When you give yourself to places, they give you yourself back; the more one comes to know them, the more one seeds them with the invisible crop of memories and associations that will be waiting for you when you come back, while new places offer up new thoughts, new possibilities.

-Rebecca Solnit, Wanderlust: A History of Walking

To close out the academic year, we invite you to join us to encounter the physical space of the campus as we are “Finding Ourselves in Time and Place at the University.”

Where have we been?

In virtual spaces, gatherings and panel discussions co-sponsored over the past year by the Center for Jesuit Education, Center for Faculty Development and Consortium of Interdisciplinary Scholars, your weariness, your creativity, your despair and your hope have been heard.

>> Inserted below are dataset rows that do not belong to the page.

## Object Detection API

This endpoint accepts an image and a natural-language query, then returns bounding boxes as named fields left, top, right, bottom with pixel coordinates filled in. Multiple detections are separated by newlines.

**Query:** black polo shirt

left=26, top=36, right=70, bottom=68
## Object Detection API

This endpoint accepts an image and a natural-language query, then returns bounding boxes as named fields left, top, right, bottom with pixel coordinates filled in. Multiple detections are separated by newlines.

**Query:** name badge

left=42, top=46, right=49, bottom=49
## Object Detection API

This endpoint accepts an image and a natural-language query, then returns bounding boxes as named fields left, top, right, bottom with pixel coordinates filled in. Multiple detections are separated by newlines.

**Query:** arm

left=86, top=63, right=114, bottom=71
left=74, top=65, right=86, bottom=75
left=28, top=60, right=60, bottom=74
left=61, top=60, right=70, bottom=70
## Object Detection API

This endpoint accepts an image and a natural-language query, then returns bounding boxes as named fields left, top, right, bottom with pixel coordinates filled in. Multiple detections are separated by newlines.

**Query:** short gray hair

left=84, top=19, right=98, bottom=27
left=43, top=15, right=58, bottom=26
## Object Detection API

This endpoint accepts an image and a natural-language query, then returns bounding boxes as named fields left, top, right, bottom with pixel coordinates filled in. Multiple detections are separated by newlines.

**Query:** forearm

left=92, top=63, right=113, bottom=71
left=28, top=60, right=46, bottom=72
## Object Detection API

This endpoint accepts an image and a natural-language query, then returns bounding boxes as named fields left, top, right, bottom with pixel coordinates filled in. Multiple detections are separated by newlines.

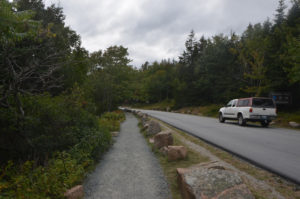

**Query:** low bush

left=0, top=91, right=125, bottom=199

  • Last spring you were invited to co-create a virtual memorial wall titled “What We Have Lost/What We Have Found” as a way to bear witness to both our suffering and our well-being throughout the first year of the pandemic.
  • At the start of fall, when many of us returned (temporarily) to campus, you were invited you to co-create another virtual space for witnessing the complexity of these journeys titled “The Many Paths Back.”
  • Over fall and winter, we explored the ways in which we continued to invite our students into embodied practices even in our Zoom classrooms; considered how we “spend our time” with one another and with our students in our university lives; and discussed how we might conceive of "trust" in the dislocated pandemic university.

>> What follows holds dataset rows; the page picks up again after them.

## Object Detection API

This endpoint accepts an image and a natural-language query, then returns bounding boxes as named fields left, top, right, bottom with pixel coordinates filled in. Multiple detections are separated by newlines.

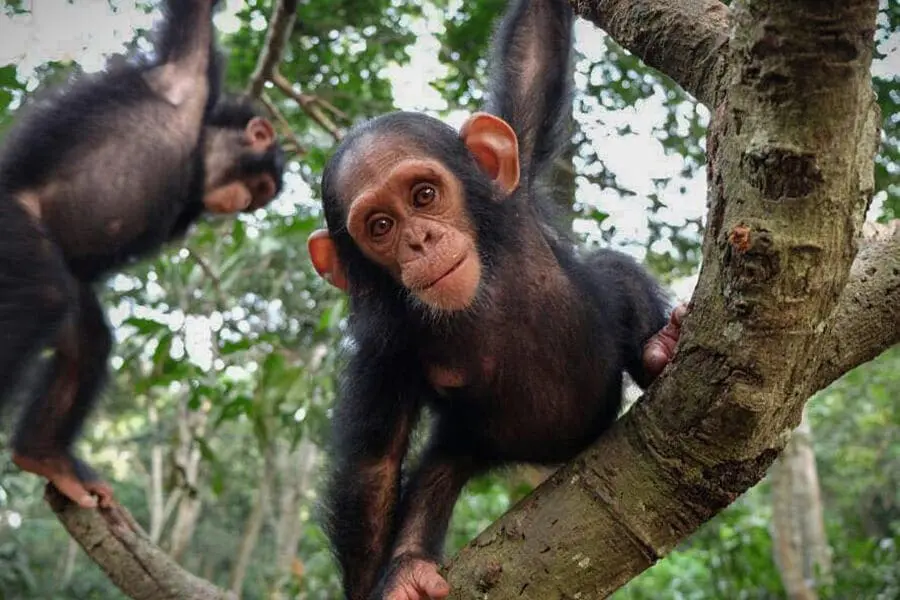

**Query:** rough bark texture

left=770, top=411, right=831, bottom=600
left=446, top=0, right=884, bottom=600
left=46, top=486, right=235, bottom=600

These explorations have occurred virtually and have thus underscored our continued physical separation from one another.

Yet this sense of separation and dislocation is not new: More than 20 years ago, Rebecca Solnit lamented that technologies were already “eradicating free time by making it possible to maximize the time and place for production and minimize the unstructured travel time in between.” Her book – Wanderlust: A History of Walking – is a series of meditations on the ways in which moving through a physical landscape invites us into internal landscapes that reconnect us to our own temporal journeys. It provides our inspiration for this end-of-year event.

Where now?

Faculty, staff, administration and trustees are invited to (re)encounter ourselves and each other in the physical space of Seattle University’s campus. We will meet at the reflecting pool outside the Chapel of St. Ignatius and will create pairs out of the participants so that each of us can take one of our community members on a journey through our own stories (of time and place) at the university. Each pair will be provided with prompts to help send you on your way as you move together about campus.

After 30 minutes we will all rejoin each other in the Rolfe Room for lunch and reflection on what we discovered in our journeys and what might be possible for us as a university community moving forward with deeper insight into one another’s stories.

If you have any access or mobility needs, please let us know as part of your registration. And if the weather is unfavorable, bring your raingear or bumbershoots for the journey; we have an indoor space in reserve for gathering at the end.